Sigue la canoa de arroyo en arroyo hasta las últimas ramificaciones de las aguas que, ora salen del seno de las islas, ora penetran en él, estrechándose cada vez más, hasta tener que surcar sobre las plantas acuáticas que de orilla a orilla entretejen sus tallos y sus flores. Algunos de estos arroyuelos, cuando ya parece que van a terminarse, desembocan en una cancha dilatada, produciendo una sorpresa inexplicable. El que surca mi canoa, corre recto, como un canal, sombreado de árboles cubiertos de lianas.

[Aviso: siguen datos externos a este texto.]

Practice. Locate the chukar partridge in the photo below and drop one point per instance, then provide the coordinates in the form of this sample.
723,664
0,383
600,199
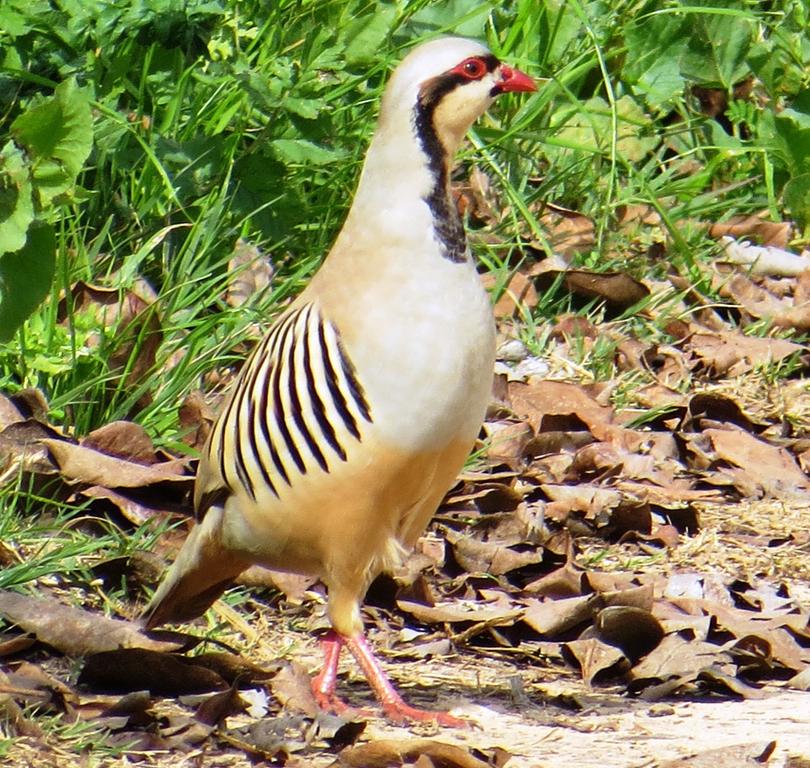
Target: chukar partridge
355,413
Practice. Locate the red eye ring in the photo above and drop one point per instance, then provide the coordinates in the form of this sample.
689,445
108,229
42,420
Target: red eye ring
473,68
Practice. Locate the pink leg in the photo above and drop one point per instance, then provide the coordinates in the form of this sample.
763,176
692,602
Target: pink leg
393,705
323,685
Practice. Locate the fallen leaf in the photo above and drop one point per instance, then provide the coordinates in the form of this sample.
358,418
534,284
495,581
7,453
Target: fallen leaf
594,657
390,753
86,465
135,669
73,631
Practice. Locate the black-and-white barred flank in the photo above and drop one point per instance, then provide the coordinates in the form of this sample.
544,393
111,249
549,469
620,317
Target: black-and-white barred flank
295,406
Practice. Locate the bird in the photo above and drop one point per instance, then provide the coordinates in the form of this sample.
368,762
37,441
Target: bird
354,414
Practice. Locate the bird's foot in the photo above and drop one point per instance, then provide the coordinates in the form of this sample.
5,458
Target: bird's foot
403,714
394,706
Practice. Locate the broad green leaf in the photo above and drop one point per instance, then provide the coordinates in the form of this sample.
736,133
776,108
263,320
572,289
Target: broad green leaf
654,49
717,46
16,204
588,128
25,278
797,198
57,132
12,23
303,151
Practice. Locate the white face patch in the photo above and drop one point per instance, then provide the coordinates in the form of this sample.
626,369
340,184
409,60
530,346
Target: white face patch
461,107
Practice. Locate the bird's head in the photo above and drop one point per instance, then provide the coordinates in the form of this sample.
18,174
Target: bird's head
445,85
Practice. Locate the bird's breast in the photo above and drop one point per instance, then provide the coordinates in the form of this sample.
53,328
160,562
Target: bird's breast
421,337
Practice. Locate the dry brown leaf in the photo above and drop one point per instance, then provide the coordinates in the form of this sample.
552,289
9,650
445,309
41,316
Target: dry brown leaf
73,631
770,468
196,419
761,303
567,232
517,299
137,669
560,405
85,465
552,618
383,753
124,440
251,273
632,628
503,611
730,353
678,658
491,557
776,233
732,756
507,440
594,657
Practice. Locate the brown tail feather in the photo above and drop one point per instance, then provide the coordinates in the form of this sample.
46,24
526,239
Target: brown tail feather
202,571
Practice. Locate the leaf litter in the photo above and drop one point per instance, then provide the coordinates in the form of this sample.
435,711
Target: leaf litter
612,554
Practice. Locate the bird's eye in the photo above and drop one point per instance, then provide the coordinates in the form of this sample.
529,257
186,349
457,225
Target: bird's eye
473,69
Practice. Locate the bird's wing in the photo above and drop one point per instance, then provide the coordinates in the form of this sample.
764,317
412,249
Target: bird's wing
295,409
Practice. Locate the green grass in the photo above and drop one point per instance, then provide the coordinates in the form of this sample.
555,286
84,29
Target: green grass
215,121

Aquí se empieza a oir con el silencio el blando murmullo de las aguas. Las aves han cesado ya en sus cantos. Sólo resuena alguna vez la caída de la capibara que se somormuja con estruendo, o se escucha el arrullo compasado de la tórtola, que con tiernas emociones nos inspira.

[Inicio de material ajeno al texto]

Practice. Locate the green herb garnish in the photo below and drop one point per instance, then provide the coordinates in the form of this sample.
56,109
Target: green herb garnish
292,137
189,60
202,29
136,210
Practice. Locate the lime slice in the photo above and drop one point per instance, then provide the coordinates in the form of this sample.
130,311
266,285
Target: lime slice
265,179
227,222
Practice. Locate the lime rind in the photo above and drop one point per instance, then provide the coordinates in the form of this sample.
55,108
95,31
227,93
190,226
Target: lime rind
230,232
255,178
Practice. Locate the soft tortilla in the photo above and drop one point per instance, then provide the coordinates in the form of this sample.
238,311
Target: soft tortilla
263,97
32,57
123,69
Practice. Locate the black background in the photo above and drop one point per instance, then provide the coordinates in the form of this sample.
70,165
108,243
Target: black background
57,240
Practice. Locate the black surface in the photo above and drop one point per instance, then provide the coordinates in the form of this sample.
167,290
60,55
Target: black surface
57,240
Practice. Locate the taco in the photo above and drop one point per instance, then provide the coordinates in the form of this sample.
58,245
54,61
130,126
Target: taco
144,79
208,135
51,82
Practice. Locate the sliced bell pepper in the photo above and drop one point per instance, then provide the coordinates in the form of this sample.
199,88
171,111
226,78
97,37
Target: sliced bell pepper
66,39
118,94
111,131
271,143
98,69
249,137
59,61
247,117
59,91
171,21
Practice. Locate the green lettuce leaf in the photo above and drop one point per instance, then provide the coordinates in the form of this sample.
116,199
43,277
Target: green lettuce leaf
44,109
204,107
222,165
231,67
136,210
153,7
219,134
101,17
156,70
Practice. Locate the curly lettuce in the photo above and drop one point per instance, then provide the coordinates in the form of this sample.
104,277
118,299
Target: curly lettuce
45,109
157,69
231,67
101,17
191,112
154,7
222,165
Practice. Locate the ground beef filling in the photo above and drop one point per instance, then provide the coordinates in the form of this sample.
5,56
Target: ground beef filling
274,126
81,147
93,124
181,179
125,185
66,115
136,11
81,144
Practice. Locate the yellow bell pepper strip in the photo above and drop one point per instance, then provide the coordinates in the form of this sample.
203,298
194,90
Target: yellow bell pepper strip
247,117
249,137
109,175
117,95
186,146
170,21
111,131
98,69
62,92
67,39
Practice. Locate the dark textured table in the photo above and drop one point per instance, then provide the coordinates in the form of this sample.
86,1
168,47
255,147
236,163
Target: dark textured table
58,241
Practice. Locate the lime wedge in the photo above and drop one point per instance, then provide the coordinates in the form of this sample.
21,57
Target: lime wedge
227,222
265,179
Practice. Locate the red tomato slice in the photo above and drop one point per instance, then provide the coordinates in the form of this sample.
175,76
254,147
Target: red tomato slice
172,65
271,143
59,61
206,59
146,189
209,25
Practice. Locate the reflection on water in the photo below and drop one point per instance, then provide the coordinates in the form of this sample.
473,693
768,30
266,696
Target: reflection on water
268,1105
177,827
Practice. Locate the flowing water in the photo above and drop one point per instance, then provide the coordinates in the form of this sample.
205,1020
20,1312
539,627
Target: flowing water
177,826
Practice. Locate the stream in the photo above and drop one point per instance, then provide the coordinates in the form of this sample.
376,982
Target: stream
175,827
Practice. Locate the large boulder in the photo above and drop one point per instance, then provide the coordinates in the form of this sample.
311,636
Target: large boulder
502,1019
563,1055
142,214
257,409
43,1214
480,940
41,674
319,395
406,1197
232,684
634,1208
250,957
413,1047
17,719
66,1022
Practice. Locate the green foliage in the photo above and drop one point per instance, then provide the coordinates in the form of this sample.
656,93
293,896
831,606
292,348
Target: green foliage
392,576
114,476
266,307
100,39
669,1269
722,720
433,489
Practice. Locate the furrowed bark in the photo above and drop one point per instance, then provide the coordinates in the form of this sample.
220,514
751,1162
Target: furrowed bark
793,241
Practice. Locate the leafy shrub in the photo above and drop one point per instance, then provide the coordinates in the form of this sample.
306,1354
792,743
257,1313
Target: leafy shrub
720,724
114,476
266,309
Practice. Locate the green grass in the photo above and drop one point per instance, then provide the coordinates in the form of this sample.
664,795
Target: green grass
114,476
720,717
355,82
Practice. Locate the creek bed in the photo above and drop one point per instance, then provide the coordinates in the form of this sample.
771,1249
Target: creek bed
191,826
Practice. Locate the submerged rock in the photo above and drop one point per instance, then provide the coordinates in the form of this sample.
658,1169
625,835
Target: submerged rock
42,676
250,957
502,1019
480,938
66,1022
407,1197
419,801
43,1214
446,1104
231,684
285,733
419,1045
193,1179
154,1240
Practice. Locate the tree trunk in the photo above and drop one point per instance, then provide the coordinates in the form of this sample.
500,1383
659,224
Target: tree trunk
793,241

Allá a lo lejos se avista entre los sauces una pequeña choza sobre el borde del raudal; es el rancho solitario del carapachayo, el hombre de las islas. Bajo de ese humilde techo pajizo residen el sosiego, el contento y la benevolencia. Aquí es donde se encuentra en toda su pureza la índole suave y el carácter noble de los hijos de la región del Plata, inteligentes, animosos, sufridos, sobrios, generosos y hospitalarios. ¡Con cuánto interés escucha uno las animadas narraciones de estos hijos de la naturaleza! ¡Qué interesante es la descripción de sus exploraciones, del acopio de maderas y construcción de sus hangadas, de la recolección de frutas y de mieles, de sus sementeras, cacerías, pescas y otros ejercicios en que se emplean agradable y útilmente, proveyéndose de lo necesario para una vida frugal e independiente! ¡Con cuánta facilidad y placer se acomoda uno a sus sencillos usos y a su rústico menaje!